SIGTARP’s recommendations are summarized below:
- Treasury should prominently disclose goals and fairly measure performance. Despite Treasury’s statement that HAMP would “help up to 3 to 4 million at-risk homeowners avoid foreclosure” and its website which still states that HAMP was created “to help up to 4 million families avoid foreclosure,” Treasury has been counting the number of offers for trial modification, regardless of whether the offers result in permanent modifications or even actual trial modifications. SIGTARP recommends that Treasury prominently disclose its goals for how many homeowners will actually be helped and that Treasury’s performance be fairly measured against such goals.
- Treasury should engage in a sustained public service announcement campaign. SIGTARP reported that the lack of awareness of potential participating homeowners has contributed to the disappointing results of HAMP. Emphasizing the “inexplicable” absence of any public service television announcements by Treasury more than a year into the program, SIGTARP recommends that Treasury undertake a sustained public service announcement campaign as soon as possible to reach additional potential participants and provide the public with complete, accurate information.

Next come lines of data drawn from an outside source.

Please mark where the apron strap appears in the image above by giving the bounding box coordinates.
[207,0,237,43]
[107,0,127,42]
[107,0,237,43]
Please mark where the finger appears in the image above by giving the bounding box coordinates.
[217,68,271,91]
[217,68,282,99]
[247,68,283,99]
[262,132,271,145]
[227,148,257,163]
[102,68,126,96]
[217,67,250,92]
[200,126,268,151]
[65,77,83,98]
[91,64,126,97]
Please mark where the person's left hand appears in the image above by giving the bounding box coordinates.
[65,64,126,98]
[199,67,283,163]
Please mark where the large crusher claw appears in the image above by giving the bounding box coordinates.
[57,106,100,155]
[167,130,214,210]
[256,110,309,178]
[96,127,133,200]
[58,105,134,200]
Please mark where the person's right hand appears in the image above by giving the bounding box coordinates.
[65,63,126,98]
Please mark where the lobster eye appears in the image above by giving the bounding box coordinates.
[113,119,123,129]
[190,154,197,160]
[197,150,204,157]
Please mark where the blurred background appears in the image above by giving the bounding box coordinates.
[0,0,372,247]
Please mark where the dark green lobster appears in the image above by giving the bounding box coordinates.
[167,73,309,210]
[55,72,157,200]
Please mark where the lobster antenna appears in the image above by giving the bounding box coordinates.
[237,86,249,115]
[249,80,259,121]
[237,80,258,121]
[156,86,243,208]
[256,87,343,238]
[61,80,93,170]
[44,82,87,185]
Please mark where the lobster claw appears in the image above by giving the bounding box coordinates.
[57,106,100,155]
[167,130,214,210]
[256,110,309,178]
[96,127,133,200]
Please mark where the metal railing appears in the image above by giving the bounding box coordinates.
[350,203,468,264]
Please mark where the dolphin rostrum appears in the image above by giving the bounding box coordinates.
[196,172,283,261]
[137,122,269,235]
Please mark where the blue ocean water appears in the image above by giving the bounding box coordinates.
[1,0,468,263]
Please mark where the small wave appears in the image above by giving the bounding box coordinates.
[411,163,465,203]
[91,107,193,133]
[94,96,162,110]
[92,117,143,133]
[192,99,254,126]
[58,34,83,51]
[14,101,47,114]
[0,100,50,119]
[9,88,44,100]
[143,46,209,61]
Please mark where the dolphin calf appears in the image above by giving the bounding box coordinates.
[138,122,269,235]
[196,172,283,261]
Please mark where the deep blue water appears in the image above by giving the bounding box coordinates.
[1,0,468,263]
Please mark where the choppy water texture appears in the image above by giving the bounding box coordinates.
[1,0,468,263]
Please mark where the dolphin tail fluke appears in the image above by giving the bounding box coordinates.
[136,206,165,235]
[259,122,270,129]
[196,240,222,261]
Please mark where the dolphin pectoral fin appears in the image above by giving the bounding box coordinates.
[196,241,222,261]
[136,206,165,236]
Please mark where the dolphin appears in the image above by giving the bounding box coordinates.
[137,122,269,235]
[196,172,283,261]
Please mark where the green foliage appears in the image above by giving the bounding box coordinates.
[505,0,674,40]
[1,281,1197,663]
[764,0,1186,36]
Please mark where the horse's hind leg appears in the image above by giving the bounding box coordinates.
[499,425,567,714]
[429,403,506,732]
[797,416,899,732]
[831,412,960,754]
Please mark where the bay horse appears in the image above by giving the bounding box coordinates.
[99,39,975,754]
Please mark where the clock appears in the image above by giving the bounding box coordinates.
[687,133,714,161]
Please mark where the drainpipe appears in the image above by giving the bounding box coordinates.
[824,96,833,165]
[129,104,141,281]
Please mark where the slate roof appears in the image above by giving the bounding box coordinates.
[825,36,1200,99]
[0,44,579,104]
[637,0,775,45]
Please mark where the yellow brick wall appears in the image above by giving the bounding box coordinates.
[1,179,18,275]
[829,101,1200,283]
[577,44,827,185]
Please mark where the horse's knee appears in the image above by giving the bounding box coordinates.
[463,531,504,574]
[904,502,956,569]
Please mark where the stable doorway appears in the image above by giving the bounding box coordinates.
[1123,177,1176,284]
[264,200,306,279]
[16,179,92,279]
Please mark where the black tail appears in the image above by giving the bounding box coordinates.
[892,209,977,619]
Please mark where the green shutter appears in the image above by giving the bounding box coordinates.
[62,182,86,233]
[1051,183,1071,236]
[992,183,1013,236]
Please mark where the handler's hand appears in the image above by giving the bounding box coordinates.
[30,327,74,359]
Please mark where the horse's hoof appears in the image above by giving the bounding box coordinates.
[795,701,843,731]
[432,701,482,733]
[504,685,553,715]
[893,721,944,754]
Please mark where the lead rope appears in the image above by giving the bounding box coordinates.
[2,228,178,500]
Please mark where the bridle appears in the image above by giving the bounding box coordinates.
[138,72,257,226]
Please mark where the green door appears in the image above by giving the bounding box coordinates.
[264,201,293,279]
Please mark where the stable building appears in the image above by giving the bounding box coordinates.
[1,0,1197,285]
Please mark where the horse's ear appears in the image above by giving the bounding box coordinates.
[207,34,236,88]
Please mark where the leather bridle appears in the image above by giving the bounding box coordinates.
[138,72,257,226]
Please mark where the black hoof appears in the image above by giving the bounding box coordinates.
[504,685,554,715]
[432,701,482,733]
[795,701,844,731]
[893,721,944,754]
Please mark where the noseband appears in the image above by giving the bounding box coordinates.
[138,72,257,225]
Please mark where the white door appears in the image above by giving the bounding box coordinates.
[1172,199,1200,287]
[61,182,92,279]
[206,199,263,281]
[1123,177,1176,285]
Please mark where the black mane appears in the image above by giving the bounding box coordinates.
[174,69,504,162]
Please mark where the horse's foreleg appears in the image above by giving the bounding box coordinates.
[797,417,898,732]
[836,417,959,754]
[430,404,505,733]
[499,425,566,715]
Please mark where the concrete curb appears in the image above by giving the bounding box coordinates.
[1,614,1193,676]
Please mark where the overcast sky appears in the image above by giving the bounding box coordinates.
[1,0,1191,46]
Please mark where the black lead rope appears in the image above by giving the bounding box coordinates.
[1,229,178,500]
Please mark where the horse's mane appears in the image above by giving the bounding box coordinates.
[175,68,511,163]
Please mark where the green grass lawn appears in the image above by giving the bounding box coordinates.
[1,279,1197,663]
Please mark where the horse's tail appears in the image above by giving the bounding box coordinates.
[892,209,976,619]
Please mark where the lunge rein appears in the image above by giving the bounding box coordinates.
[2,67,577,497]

- Treasury should cease allowing alternative forms of supporting documentation. Treasury’s decision to allow trial modifications to proceed without receipt of supporting documentation has created a large backlog of trial modifications that may never be converted into permanent modifications. Treasury has repeatedly revised the requirements for supporting documentation, making it difficult for servicers to keep pace. In addition, Treasury has allowed trial modifications to proceed based only on verbal representations, and borrowers may be “gaming the system” by obtaining modifications with misrepresentations and avoiding monthly payments and foreclosure by intentionally withholding documentation.
- Treasury should modify the program to minimize the risk of re-default. SIGTARP reported that HAMP’s structure is particularly vulnerable to the risk that borrowers will re-default on mortgages modified under HAMP. First, in determining eligibility for a modification, HAMP excludes all non-mortgage debt that would normally be considered in traditional loan underwriting, such as student loans, car payments, credit card debt and second liens, thereby understating the risk of re-default. In addition, interest rates reduced under HAMP may increase after five years to prevailing market rates, resulting in a significant increase in monthly payments. Because wages are projected to increase at a slower rate, SIGTARP reported that structuring interest rates to increase in 5 years could significantly increase the re-default risk.